The British continued to wallow in foolish mistakes. Prime Minister Lloyd George tried to suppress the rebellion the way they had the Boers. He hired thousands of unemployed W. W. I unemployed veterans to form a special police force, mercenaries really, to supplement, or supplant, the regular Irish police brigades who had been so infiltrated and intimidated by the Sein Fein supporters as to be useless. Called the Black and Tans, these undisciplined troops ganged up around the countryside pillaging and killing with such abandon and ruthlessness that many who had been neutral or even loyalists were driven into the camp of the Irish rebels. The British administration became desperate, even discussing the use of poison gas at one point. Concentration camps were even built. The violence did cause a split in the rebel ranks with de Valera, returned from a trip to America to raise money and guns who wanted larger pitched battles, and Collins who argued for guerilla tactics. He preferred the ambush, an irony considering how he was to die not long after. Collins' downfall was his unwilling participation in the treaty negotiations of 1922 that were subsequently disapproved by de Valera and the extreme Republican wing of the Dail. Even though it became clear that most of their constituents approved of the treaty that granted Ireland a provisional government and was considered a reasonable compromise by Collins, the result was a bloody civil war. Collins was shot in an almost farcical ambush in which no one else was injured and he was struck by a parting shot.
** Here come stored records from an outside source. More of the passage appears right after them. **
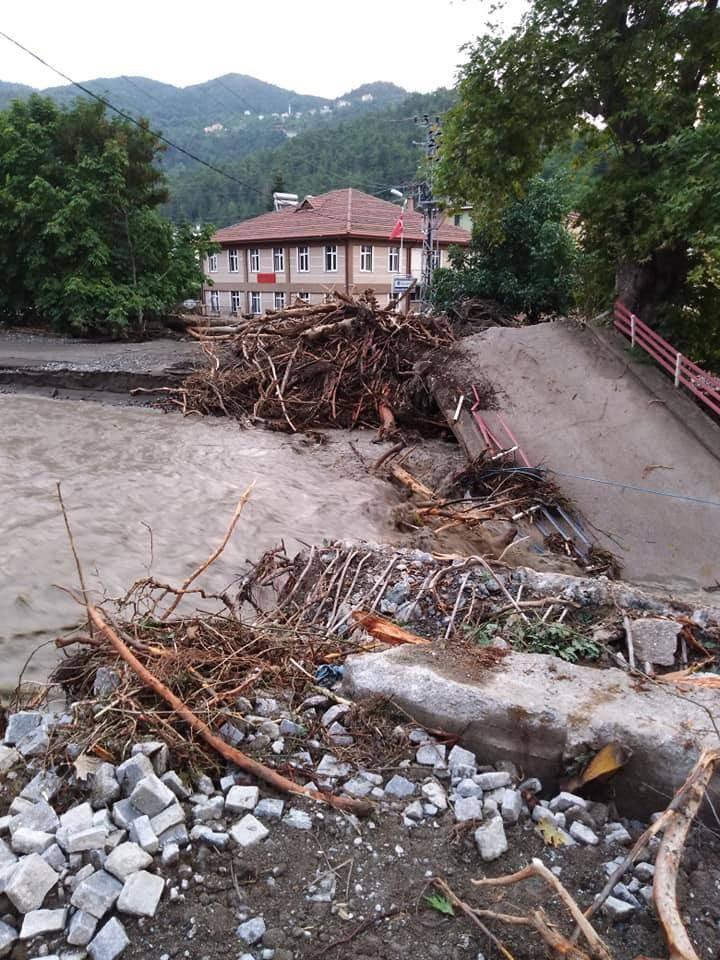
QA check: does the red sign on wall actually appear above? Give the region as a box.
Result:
[257,272,276,283]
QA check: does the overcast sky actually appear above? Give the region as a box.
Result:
[1,0,526,97]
McKay believes that if Collins had lived he might have been able to prevent much of the animosity between north and south. De Valera became president and was responsible for many stupid decisions that ultimately hurt Ireland in the eyes of the world community. Had the United States studied the Troubles and learned some lessons, we might have been less eager to enter Vietnam. The enemy was faceless, blended in with the crowd, had huge popular support sometimes coerced, but support nevertheless. The Volunteer army rarely numbered more than 3,000 yet the British forces numbering more than 60,000 could not make headway against them.